The market remains small. Entomo’s Goldin says the company’s sales were in the “low seven figures” in 2015 and plans to expand from 60,000 square feet of farm space to 100,000 by the end of the year to keep up with growing demand. All Things Bugs said it has sold more than 10,000 pounds of cricket powder since 2014.

So far, Exo’s main consumer base has been protein-chugging fitness buffs and CrossFitters. It’s still a fairly specific consumer base, and about 90% of the company’s sales are made online.

Word is spreading, gradually. Salma Hayek and Angelina Jolie are among cricket-eating’s celebrity advocates. Jolie said her kids “ate them like Doritos.” But even that praise highlights a real problem with cricket-based snacks: The best possible thing someone can say about them is that they couldn’t tell they were eating a cricket.

Cricket eating #oaxaca#samihayek@hayekstudio

A video posted by Salma Hayek Pinault (@salmahayek) on Apr 18, 2015 at 2:06pm PDT

Last year, BuzzFeed News’ Katie Notopoulos prepared crickets three ways for Thanksgiving: in stuffing (dried crickets), in pecan pie (frozen crickets), and ground up in the crust of a pumpkin pie (cricket flour).

For the pecan pie, the crickets arrived whole and frozen. “The most notable thing with the frozen crickets was the smell when you defrosted them. The instructions were to boil them in water, then strain them like pasta,” she told me. “The water ran brown. It was FOUL. The stench was primal.”

As for the taste: “The crickets were surprisingly well-hidden on first glance at the pie, but as soon as you looked at the slice on your plate, you could clearly see gross little bugs sticking out,” she wrote.

This kind of reaction is not surprising to Exo’s Sewitz, who admitted even he has a hard time swallowing a taco full of whole crickets, a common dish in Mexico. He’s had crickets powdered, whole, in ice cream, stir-fried, in cocktails, and “the easiest to eat, for sure, is cricket powder.

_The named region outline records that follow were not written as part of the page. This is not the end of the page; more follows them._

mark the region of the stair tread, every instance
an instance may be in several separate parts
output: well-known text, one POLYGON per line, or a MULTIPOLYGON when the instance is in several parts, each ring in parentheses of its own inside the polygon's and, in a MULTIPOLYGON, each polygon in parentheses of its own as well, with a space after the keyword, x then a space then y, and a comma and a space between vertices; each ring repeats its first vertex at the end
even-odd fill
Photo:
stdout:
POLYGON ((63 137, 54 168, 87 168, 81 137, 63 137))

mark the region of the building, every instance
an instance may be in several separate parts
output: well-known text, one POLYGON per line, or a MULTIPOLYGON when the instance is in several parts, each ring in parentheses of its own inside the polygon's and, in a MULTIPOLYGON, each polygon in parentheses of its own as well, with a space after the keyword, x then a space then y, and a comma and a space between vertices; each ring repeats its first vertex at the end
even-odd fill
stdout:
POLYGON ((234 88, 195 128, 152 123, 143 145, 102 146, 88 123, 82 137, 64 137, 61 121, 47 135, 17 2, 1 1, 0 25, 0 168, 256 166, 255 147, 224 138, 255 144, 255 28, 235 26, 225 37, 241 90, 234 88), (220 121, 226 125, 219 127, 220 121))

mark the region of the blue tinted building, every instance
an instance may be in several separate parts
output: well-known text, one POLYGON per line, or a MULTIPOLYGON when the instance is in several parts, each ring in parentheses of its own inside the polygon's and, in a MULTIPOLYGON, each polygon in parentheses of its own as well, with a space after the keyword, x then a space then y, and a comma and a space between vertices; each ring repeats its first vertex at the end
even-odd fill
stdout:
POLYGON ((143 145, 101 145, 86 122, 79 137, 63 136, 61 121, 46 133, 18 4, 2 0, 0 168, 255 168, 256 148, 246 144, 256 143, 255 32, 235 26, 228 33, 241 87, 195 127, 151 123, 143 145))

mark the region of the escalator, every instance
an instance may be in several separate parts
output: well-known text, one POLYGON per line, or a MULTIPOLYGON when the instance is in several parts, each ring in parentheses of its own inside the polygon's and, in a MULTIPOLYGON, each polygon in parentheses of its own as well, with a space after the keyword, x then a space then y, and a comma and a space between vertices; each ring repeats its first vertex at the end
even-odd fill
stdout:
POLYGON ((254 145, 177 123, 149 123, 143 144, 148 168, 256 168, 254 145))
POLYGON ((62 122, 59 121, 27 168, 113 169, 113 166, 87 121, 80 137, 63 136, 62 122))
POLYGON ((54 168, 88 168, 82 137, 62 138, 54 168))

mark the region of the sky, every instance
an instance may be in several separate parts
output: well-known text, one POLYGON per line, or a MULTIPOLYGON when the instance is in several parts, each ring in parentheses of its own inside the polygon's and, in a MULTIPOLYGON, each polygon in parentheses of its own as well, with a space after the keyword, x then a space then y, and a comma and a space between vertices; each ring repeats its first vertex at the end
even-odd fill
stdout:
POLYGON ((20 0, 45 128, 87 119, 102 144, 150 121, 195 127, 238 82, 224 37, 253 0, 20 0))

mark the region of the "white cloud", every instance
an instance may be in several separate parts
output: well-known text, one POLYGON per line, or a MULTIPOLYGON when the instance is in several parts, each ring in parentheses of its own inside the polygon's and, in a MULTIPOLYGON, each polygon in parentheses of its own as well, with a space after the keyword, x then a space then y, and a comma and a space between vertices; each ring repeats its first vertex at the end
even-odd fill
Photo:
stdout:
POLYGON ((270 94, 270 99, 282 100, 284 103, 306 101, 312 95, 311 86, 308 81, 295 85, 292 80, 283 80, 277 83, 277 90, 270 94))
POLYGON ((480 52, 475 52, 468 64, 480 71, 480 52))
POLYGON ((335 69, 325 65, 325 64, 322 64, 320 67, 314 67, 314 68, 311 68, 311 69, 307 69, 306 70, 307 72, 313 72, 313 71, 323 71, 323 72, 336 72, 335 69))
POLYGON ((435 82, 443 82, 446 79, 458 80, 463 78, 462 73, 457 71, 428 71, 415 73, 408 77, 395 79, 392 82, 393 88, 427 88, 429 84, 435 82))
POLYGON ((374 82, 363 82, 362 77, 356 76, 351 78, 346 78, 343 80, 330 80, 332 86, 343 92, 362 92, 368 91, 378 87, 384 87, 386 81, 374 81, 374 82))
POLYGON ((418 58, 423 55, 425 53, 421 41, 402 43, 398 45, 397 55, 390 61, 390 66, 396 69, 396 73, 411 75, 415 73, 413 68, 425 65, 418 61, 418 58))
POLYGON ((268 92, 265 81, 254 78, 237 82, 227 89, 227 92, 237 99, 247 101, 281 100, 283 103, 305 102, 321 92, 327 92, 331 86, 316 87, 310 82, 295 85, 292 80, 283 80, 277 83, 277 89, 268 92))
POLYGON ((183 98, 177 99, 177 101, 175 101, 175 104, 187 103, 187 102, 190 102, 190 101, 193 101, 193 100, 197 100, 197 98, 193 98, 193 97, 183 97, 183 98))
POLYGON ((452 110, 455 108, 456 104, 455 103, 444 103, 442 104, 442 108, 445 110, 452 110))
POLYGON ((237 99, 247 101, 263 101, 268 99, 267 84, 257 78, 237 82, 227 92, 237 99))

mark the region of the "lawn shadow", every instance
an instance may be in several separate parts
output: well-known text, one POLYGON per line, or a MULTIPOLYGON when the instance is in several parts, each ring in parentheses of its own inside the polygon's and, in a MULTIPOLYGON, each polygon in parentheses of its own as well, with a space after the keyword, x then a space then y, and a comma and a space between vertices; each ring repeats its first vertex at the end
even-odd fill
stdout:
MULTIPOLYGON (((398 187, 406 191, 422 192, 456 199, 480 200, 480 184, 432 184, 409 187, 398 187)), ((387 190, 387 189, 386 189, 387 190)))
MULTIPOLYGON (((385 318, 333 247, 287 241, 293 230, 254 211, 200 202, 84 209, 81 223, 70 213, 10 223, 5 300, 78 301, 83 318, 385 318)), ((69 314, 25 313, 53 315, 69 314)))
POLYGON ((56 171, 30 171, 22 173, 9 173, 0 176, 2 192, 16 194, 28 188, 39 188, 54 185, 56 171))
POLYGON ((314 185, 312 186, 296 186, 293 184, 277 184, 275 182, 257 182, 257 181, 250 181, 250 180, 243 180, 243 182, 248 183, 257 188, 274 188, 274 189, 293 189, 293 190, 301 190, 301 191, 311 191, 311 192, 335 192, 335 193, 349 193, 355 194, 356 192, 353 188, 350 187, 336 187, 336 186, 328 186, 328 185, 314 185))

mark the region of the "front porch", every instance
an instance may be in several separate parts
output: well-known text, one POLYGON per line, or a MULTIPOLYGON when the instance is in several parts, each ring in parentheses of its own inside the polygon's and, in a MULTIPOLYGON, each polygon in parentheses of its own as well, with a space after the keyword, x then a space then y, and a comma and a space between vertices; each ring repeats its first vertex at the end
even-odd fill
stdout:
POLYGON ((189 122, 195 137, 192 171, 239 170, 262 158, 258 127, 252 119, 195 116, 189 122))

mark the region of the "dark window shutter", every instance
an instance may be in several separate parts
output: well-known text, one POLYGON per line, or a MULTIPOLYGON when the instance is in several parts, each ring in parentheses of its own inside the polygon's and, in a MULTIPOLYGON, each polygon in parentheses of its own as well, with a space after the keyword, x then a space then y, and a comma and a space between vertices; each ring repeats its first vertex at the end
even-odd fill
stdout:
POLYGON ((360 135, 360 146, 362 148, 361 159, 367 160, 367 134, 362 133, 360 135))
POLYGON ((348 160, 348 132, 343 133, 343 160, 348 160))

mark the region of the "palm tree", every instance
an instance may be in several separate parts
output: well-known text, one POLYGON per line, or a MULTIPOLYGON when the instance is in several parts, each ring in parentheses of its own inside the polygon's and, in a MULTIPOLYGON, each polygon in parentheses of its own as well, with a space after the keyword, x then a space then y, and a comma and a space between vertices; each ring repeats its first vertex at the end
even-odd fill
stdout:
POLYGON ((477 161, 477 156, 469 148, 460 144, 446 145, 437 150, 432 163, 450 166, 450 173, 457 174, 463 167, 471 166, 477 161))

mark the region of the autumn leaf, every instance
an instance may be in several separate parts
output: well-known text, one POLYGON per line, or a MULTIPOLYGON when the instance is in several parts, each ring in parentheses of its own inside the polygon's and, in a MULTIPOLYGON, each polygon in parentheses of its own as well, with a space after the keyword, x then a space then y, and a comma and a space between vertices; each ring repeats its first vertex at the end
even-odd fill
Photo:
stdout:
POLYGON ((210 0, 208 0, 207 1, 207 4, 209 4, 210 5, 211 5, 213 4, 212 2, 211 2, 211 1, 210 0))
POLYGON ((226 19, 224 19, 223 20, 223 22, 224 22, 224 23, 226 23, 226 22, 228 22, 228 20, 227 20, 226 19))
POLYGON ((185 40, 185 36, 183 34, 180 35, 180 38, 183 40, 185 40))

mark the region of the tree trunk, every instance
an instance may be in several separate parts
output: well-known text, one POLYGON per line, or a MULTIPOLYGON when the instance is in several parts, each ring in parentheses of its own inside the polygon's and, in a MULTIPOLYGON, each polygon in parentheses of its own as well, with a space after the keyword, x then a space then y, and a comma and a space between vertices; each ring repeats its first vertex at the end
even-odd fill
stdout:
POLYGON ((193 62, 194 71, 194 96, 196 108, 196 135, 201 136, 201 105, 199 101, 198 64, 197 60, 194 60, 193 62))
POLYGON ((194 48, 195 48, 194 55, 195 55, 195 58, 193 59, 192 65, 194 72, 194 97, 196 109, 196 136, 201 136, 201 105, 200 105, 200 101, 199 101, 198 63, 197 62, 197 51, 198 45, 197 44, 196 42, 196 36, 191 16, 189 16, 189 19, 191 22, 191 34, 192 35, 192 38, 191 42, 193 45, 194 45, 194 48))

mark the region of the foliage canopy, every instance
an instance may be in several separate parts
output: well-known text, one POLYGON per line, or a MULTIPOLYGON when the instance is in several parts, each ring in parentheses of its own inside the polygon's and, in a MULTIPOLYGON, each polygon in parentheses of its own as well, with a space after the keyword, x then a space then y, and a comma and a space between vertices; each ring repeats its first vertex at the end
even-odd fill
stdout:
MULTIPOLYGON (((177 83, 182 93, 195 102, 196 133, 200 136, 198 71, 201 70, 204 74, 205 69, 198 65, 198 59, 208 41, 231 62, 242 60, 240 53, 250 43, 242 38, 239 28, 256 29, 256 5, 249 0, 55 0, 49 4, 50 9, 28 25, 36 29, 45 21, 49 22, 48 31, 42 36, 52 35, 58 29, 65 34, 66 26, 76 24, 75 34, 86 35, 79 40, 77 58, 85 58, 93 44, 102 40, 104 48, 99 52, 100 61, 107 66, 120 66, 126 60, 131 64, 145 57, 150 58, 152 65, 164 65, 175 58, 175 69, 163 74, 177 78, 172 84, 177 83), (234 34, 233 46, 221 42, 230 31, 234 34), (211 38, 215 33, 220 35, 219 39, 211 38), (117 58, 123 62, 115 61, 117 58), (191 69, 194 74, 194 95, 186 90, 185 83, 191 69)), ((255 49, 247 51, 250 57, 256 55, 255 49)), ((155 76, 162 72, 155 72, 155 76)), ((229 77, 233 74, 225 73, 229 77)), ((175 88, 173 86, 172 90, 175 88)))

At that point, it doesn’t even register,” he said.

Since consumers are more likely to take to crickets in powder format, Sewitz said, their main competitors at the moment are other protein additives and supplements — it’s still a long way from replacing meat in dishes.

This is an important distinction. What it means is that all those comparisons about crickets’ environmental impact compared to beef and other meats are not particularly relevant, at least not yet. Unless we start eating snack bars instead of burgers, the comparison should really be cricket powder versus soy, peas, whey, or other protein supplements, rather than crickets versus beef.

But cricket entrepreneurs say this is just the beginning. “We look at Chirps as our ‘gateway bug’ food and the future is endless!” said Rose Wang, CEO of Chirps maker Six Foods.

“We’ll be in 70+ stores in airports, big online markets, and natural food chain stores,” said Wang. “And the stores that we are in, we are doing very well in terms of how quickly we are moving product off the shelves. And you’ll see more cricket products in more stores in the next year. We’re talking thousands of stores!”

So will the giants of the food industry, who hold the key to making any ingredient mainstream, consider putting bugs on the menu? A spokesperson for Hormel, maker of everything from Spam to Skippy peanut butter and Muscle Milk, said the company is “not exploring this avenue.”

General Mills, which makes Cheerios and other breakfast cereals — prime cricket flour territory — said it currently has no cricket-based products on the market. But is there any chance down the line? “We do not discuss any current innovation that we may be working on,” they said.